Prevention is at the heart of public health, but it has never had an easy seat in Westminster politics. The emergency provision of fleets of ambulances is always the easier, if far more costly, option. Governments work on short-term cycles and they operate on the basis of departmental budgets in silos. Neither encourages the kind of long-term, joined-up, holistic strategy that is essential when shifting damaging lifestyle habits; tackling profoundly unjust health inequalities and reducing poverty. Invest early to spend wisely ought to be the mantra. Last week, Sir David Nicholson, the outgoing head of the NHS, added urgency to the message when he belatedly told us that the NHS faces a £30bn black hole unless it undergoes the kind of radical overhaul also advocated by Dr Hilary Cass, president of the Royal College of Paediatrics and Child Health, speaking on these pages.

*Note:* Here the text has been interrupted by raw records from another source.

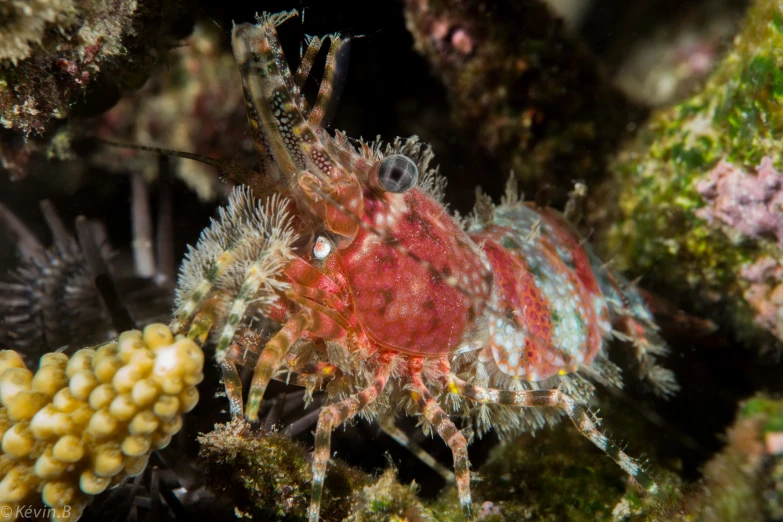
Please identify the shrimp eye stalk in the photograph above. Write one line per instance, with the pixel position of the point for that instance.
(396, 173)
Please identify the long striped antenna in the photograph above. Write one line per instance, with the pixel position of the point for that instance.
(259, 183)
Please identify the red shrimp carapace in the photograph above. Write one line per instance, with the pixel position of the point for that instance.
(387, 301)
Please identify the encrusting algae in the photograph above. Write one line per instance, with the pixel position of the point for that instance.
(82, 424)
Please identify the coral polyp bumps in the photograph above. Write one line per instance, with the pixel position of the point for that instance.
(384, 300)
(82, 424)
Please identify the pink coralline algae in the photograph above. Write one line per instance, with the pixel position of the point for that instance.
(765, 292)
(748, 204)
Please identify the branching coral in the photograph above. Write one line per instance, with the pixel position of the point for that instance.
(82, 424)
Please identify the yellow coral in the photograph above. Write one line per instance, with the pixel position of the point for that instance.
(86, 423)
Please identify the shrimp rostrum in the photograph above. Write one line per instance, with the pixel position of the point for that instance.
(385, 300)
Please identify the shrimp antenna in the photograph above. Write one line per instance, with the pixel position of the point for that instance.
(232, 169)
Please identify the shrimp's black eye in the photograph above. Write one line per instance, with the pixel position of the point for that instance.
(397, 173)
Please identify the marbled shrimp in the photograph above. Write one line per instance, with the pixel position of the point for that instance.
(385, 300)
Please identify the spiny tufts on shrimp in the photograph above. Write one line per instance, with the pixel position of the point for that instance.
(385, 300)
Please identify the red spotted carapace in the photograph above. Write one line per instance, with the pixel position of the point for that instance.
(385, 300)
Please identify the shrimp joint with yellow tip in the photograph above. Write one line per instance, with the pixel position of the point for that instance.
(83, 424)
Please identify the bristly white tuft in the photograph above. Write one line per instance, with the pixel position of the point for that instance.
(248, 237)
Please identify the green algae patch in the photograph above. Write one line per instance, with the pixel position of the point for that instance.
(269, 477)
(742, 482)
(686, 188)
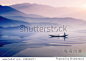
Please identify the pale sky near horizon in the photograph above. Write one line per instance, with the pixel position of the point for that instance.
(54, 3)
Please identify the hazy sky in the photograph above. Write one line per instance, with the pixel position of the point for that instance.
(54, 3)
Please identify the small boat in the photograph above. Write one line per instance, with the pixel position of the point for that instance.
(59, 35)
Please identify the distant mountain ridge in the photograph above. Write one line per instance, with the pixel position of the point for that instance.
(8, 22)
(48, 11)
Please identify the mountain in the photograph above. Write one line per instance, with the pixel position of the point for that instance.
(8, 22)
(8, 11)
(49, 11)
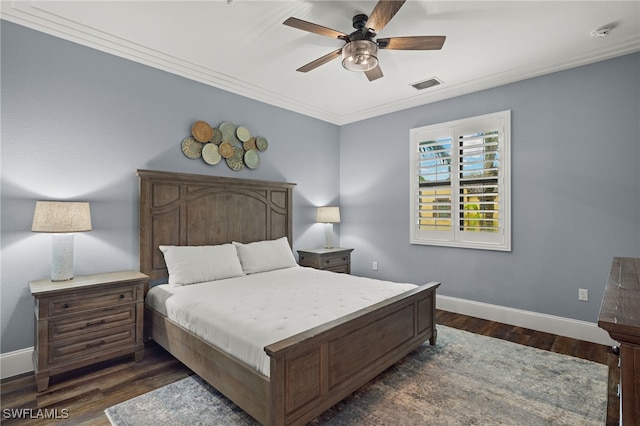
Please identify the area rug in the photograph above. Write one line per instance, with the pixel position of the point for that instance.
(466, 379)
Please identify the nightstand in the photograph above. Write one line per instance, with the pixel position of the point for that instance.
(88, 319)
(335, 259)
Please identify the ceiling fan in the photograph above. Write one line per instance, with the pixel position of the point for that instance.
(360, 50)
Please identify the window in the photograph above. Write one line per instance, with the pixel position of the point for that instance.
(460, 183)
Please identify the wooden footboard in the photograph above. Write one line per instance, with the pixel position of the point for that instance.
(311, 371)
(314, 370)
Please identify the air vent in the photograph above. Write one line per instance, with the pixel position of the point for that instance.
(427, 83)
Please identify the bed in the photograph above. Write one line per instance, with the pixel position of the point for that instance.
(309, 371)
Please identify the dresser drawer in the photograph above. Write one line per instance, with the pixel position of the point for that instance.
(343, 269)
(90, 322)
(80, 348)
(331, 262)
(108, 297)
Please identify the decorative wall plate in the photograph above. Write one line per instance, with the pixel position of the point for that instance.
(243, 134)
(235, 162)
(210, 154)
(191, 148)
(233, 143)
(261, 143)
(201, 131)
(225, 149)
(252, 158)
(229, 133)
(250, 144)
(216, 136)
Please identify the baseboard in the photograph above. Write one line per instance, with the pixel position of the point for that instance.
(19, 362)
(567, 327)
(16, 362)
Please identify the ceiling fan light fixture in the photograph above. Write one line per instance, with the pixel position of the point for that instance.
(360, 55)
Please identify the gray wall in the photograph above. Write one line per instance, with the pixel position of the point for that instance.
(77, 124)
(575, 191)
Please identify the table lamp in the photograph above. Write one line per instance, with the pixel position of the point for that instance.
(62, 219)
(328, 215)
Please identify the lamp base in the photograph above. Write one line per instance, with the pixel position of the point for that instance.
(62, 257)
(328, 236)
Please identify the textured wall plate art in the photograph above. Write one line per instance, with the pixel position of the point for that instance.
(233, 144)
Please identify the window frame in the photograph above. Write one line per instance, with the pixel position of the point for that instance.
(457, 236)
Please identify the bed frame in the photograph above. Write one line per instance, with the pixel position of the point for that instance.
(309, 372)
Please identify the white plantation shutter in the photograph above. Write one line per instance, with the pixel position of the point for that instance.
(460, 183)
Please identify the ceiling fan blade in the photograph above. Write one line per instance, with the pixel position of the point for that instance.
(313, 28)
(320, 61)
(375, 73)
(412, 43)
(382, 14)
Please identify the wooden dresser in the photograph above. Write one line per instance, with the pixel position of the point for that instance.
(620, 317)
(85, 320)
(334, 259)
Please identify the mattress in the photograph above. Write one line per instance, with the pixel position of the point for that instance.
(242, 315)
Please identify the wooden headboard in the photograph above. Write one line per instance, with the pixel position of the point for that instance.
(187, 209)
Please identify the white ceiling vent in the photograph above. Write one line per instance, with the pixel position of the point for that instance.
(431, 82)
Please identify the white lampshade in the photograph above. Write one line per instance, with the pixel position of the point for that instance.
(62, 219)
(328, 215)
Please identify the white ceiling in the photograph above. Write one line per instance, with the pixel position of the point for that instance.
(241, 46)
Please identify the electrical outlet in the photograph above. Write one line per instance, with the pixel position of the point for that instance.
(583, 294)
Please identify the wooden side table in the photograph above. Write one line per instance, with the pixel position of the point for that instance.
(88, 319)
(619, 317)
(335, 259)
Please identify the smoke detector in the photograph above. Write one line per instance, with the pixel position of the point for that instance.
(601, 32)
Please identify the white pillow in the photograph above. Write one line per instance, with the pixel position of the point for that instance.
(263, 256)
(196, 264)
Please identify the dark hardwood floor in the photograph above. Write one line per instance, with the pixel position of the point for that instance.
(82, 395)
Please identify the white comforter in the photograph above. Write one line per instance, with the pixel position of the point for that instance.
(243, 315)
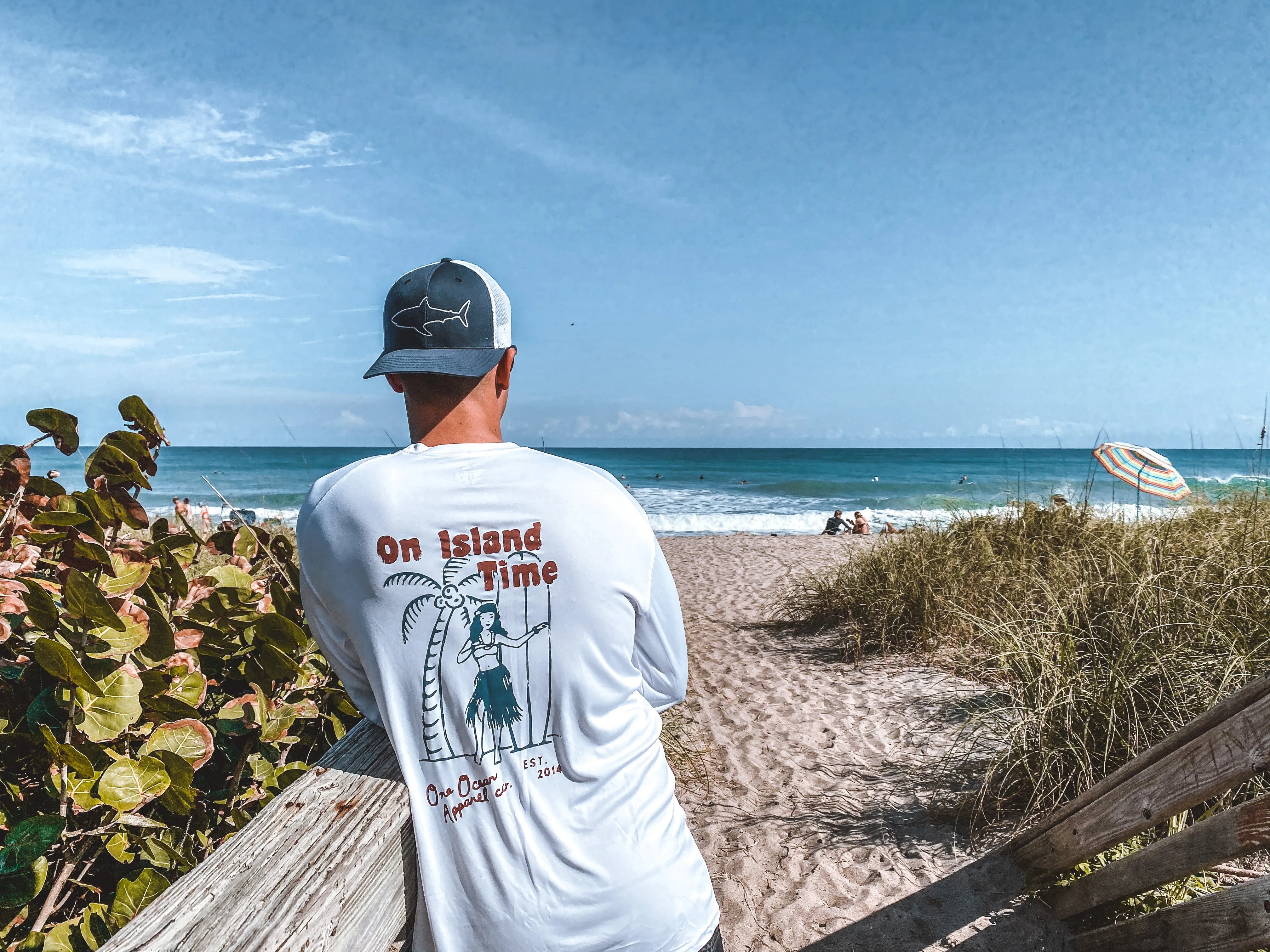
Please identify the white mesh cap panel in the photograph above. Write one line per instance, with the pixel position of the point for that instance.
(502, 306)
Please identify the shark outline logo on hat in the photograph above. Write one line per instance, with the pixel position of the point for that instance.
(431, 316)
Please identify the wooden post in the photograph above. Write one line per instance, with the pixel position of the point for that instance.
(328, 866)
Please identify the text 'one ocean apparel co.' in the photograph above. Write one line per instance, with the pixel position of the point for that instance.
(510, 620)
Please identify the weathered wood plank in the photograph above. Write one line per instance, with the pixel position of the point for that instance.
(1236, 920)
(328, 866)
(1228, 835)
(1223, 710)
(1217, 761)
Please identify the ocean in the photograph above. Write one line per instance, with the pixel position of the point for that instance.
(698, 492)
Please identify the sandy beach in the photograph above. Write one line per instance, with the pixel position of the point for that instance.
(812, 818)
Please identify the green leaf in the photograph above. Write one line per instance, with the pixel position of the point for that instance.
(126, 784)
(121, 470)
(190, 687)
(180, 798)
(238, 717)
(133, 445)
(283, 634)
(188, 738)
(28, 841)
(290, 774)
(43, 710)
(161, 645)
(134, 895)
(172, 709)
(59, 660)
(230, 577)
(59, 938)
(41, 610)
(118, 848)
(246, 542)
(139, 418)
(86, 601)
(61, 426)
(141, 822)
(277, 666)
(43, 487)
(129, 577)
(118, 706)
(66, 755)
(94, 927)
(86, 554)
(81, 790)
(123, 642)
(23, 885)
(59, 518)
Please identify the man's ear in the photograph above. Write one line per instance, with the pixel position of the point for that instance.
(503, 370)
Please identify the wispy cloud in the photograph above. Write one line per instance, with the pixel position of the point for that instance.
(489, 120)
(161, 264)
(73, 342)
(689, 422)
(200, 131)
(267, 173)
(221, 298)
(63, 112)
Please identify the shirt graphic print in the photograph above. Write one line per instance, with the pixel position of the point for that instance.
(464, 611)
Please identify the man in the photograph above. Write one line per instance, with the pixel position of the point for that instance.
(510, 620)
(835, 524)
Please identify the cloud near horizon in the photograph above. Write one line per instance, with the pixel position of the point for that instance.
(163, 264)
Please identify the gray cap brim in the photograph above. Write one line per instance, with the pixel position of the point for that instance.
(453, 364)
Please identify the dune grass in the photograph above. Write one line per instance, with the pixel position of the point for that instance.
(1099, 637)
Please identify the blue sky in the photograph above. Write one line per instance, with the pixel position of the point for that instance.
(719, 224)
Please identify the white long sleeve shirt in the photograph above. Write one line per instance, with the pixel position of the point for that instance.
(510, 620)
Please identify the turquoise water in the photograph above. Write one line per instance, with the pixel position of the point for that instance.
(724, 490)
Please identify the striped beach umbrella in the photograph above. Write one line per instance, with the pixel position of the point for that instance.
(1143, 469)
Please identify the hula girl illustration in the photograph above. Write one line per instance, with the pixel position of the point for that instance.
(493, 707)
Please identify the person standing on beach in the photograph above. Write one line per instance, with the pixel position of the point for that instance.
(507, 616)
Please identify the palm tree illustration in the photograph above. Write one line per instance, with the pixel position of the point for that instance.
(449, 596)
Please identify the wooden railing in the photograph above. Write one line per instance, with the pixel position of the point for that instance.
(1211, 756)
(327, 866)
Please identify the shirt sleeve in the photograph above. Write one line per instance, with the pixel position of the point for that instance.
(661, 645)
(340, 652)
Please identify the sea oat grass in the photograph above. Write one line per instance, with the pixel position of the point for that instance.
(1099, 635)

A powerfully argued analysis published in the Lancet in March also reminds us that austerity itself carries a severe health penalty: unemployment spawns an epidemic of symptoms. The Lancet points out that across Europe: "The interaction of fiscal austerity with economic shocks and weak social protection … seems to escalate health and social crises … yet public health voices have remained largely silent during the economic crisis."

It is ironic that weak social protection in the UK, and a government apparently swayed by commercial interests, is sparking what could become a profoundly important debate around the future direction of public health and political lobbying. Among the issues that deserve to be considered are effective restraints on lobbyists; an end to the binary division between primary and secondary care; an examination of the self-employed status of GPs; and a much higher political priority given to public health, still the very poor cousin in the NHS.

The Fence or the Ambulance ends with a rallying call, even as the ambulance supporters triumph: "A sensible few who are practical too/ Will not bear with such nonsense much longer/ They believe that prevention is better than cure/ And their party will soon be the stronger." Malines composed his poem in 1895, but how it still resonates today.”